UN says 87 bodies buried in Sudan mass grave
The bodies of at least 87 people allegedly killed last month by Sudan's Rapid Support Forces paramilitary group and their allies have been buried in a mass grave in Darfur, the UN said on Thursday.
Since April 15, Sudan's regular army headed by Abdel Fattah al-Burhan has been locked in fighting with the RSF, commanded by his former deputy Mohamed Hamdan Daglo.
The fighting has sparked a humanitarian crisis, killing thousands and forcing millions of people to flee their homes, with the deadliest violence raging in the vast western region of Darfur that borders Chad.
The victims were killed in the West Darfur state capital El-Geneina between13-21 June and the RSF ordered locals to bury them outside the city, said the UN's human rights office OHCHR.
Some of the victims belonged to the non-Arab Masalit ethnic group, while seven women and seven children were among the dead, the office said, adding that the RSF were "denying those killed a decent burial".

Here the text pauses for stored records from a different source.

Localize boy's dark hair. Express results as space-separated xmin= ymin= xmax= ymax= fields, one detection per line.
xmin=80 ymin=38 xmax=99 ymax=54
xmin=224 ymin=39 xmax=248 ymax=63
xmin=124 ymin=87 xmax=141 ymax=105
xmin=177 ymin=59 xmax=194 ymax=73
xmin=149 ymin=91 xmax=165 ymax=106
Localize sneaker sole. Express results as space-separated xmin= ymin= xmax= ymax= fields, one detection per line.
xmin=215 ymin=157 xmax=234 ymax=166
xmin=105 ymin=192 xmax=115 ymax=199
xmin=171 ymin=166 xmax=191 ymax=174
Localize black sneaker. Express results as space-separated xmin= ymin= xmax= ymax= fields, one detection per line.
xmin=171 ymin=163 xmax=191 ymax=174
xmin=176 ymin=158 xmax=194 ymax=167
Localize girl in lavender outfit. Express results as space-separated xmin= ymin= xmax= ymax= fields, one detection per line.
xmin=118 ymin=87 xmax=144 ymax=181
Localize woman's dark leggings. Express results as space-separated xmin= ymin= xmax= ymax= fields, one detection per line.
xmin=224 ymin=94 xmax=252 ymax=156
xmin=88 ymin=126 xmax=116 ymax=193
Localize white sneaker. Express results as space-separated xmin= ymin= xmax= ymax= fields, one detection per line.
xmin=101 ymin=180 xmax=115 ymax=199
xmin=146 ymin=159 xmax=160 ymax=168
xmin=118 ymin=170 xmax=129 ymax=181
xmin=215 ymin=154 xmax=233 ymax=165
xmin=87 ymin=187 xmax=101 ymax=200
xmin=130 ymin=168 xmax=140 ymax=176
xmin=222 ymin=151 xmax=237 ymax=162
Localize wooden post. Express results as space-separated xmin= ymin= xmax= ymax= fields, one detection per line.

The UN had already received reports of Arab militia targeting Masalit men and said the conflict has taken on an "ethnic dimension".
OHCHR added that some people died from untreated injuries while others were victims of the violence that erupted following the killing of West Darfur's governor Khamis Abdullah Abakar in June.
UN rights chief Volker Turk said he was "appalled by the callous and disrespectful way the dead, along with their families and communities, were treated".
"There must be a prompt, thorough and independent investigation into the killings, and those responsible must be held to account."
He called on the warring parties to allow and facilitate searches for the dead.